Quick comment for previous-poster Gerald A. DeLuca re. the Verdi Theatre. It later was known as the World—a Chinese movie theatre, and was demolished and replaced by an office building (circa 1980?) which housed a small modern Chinese movie theatre called the World, and preserved the former theatre’s neon vertical sign of Chinese characters.
Two murals on canvas salvaged from the Verdi/World were offered for sale ($$$$!)in the late 1990s by an antique store called Swallowtail, on Polk Street, not far from the Alhambra Theatre. These were of neoclassical female nudes, and of very high quality.

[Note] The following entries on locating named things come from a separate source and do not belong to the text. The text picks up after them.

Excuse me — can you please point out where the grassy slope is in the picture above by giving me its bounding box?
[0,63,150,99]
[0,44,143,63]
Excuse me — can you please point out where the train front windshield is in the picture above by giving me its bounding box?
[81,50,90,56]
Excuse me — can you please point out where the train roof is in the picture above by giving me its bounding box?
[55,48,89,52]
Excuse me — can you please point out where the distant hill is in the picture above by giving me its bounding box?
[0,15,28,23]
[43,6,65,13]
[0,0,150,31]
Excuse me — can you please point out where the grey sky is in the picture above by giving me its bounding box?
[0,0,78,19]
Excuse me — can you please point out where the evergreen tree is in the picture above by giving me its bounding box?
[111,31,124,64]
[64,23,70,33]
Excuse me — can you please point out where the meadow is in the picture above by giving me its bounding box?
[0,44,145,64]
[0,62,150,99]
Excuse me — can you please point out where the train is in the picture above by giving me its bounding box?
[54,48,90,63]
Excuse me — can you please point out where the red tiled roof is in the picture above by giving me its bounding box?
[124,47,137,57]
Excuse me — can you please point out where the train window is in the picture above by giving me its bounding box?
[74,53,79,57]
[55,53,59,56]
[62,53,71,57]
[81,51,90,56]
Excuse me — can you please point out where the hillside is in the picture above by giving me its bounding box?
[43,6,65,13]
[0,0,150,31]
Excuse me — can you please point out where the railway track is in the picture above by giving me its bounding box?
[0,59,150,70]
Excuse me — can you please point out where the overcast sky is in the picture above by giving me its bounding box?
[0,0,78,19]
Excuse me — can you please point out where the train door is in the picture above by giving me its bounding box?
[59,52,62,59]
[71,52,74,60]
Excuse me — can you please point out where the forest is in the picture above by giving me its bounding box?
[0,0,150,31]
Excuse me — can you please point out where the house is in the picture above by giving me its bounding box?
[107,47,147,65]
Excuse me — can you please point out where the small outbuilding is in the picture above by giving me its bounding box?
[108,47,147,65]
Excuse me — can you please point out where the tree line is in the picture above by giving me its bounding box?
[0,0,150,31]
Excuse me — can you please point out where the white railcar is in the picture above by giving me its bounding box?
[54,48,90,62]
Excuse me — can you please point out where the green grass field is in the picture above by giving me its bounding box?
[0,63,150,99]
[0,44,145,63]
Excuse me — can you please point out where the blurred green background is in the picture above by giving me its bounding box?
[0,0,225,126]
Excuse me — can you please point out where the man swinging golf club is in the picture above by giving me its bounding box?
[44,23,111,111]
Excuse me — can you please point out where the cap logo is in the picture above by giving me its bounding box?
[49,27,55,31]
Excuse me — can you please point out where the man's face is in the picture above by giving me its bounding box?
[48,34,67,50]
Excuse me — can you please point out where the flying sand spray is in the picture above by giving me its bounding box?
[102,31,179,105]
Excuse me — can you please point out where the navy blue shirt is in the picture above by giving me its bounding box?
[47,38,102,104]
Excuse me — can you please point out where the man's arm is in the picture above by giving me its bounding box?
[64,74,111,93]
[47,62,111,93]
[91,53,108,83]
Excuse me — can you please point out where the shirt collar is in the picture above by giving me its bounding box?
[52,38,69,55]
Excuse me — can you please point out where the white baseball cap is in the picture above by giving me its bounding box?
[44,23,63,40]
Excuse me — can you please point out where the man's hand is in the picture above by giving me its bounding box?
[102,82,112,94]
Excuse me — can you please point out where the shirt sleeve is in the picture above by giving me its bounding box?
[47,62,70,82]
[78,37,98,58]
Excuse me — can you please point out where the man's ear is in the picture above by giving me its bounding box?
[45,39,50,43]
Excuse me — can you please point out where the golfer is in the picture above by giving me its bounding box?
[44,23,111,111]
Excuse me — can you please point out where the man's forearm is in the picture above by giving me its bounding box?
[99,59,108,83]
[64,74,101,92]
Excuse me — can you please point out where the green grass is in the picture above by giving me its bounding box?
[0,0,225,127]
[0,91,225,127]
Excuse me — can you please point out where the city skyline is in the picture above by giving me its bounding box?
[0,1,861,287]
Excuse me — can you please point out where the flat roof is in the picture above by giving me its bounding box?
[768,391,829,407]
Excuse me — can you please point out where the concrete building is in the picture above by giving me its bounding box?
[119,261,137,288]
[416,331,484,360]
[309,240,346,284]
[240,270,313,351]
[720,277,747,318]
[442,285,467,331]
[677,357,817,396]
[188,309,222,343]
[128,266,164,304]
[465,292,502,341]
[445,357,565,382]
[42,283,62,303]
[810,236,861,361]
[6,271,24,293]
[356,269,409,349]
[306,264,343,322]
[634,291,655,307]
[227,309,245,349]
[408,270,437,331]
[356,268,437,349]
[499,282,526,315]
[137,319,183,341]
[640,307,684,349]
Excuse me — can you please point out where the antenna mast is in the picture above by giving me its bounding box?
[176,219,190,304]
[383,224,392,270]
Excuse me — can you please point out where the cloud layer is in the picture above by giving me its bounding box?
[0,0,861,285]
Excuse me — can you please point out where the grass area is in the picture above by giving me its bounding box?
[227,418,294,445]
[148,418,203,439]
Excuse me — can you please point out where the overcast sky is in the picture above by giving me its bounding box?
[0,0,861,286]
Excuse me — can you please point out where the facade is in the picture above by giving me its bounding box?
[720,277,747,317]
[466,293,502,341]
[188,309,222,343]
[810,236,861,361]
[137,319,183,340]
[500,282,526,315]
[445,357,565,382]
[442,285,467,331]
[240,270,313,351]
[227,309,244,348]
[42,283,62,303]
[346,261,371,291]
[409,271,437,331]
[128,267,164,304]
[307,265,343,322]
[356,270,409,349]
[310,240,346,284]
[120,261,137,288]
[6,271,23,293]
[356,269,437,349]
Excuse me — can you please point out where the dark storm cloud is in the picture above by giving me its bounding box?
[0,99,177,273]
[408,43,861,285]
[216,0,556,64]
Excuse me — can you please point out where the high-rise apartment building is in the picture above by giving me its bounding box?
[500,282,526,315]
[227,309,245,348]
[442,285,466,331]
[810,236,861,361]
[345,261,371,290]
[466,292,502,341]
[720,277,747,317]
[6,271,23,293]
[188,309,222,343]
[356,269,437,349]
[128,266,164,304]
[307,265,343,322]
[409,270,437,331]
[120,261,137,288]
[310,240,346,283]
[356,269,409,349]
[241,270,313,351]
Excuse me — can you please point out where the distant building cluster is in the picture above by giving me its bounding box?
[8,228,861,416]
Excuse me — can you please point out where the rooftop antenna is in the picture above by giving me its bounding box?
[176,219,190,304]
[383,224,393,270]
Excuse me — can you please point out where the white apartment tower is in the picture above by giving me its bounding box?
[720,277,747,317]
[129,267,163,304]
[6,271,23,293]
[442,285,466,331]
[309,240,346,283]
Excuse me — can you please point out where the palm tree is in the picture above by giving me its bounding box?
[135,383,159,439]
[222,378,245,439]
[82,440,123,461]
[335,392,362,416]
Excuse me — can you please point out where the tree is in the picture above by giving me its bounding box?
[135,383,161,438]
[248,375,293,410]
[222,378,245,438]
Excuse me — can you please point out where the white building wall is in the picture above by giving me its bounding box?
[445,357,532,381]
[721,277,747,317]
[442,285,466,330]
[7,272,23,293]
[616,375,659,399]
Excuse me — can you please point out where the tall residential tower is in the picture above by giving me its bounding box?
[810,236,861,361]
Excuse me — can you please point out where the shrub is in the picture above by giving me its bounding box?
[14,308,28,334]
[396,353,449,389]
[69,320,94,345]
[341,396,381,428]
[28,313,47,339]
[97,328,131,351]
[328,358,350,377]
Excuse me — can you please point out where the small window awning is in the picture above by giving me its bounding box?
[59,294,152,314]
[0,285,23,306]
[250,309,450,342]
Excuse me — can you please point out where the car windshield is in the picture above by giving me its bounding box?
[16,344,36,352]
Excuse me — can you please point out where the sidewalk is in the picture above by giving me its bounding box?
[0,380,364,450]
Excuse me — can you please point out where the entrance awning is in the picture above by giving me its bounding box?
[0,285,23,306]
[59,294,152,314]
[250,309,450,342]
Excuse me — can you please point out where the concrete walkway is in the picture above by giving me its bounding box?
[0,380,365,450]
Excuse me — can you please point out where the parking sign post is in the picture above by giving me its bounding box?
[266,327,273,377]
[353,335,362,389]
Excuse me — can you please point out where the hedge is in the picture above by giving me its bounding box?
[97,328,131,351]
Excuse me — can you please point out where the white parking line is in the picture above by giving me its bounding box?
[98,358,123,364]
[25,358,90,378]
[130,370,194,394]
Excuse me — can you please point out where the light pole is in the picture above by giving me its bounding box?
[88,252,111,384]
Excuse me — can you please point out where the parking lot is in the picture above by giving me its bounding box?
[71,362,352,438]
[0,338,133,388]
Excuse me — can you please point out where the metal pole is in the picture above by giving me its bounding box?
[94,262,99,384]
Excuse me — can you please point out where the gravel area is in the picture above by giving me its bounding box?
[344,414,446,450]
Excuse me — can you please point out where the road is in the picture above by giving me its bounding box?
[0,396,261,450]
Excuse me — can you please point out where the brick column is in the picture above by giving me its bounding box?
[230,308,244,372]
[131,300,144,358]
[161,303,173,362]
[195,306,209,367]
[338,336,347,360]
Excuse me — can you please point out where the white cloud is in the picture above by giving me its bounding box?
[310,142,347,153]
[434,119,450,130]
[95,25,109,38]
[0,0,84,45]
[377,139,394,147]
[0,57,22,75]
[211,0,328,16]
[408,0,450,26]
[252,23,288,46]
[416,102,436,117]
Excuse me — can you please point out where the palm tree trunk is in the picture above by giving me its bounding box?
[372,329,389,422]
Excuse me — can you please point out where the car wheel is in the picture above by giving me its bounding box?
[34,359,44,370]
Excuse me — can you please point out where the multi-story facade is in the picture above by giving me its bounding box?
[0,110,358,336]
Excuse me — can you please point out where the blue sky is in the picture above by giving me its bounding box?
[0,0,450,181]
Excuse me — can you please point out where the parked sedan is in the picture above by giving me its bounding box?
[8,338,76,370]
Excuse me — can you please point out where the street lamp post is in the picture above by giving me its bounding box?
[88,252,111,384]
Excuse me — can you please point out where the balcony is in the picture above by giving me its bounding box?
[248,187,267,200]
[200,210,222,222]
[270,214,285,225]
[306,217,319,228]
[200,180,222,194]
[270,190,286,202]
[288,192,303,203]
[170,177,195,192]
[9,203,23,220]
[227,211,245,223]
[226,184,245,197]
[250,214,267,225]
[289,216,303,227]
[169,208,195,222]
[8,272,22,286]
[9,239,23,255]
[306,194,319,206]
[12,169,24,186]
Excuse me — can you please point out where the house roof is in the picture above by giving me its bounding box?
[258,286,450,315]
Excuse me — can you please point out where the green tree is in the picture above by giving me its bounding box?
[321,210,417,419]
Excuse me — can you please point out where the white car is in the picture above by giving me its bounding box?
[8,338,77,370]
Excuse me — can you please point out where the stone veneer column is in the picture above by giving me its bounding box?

Information I received a few years ago (through Lido Cantarutti of Marin County) for a research project on Italian film exhibition in San Francisco said that during the 1930s and up until 1941, as the Milano Theatre, this site featured English language films during the day, but then during the evening, and even with shows at midnight, it presented Italian language films and plays. This would have ended with the start of the war, when Italian, German, and Japanese films were considered illegal enemy alien property and were confiscated and sequestered by the U. S. government. If anyone has information on the Verdi Theatre and Liberty Theatre on Broadway in North Beach which showed Italian films during that era, I would be glad to hear of it. The Green Street Theatre is supposed to have featured silent films from Italy. Also the Acme Theatre, at Stockton and Broadway is suppposed to have shown Italian films on a once-in-a-while basis.
The Pagoda Palace was a single-screen theater.
The Palace Theatre seated 1421 people.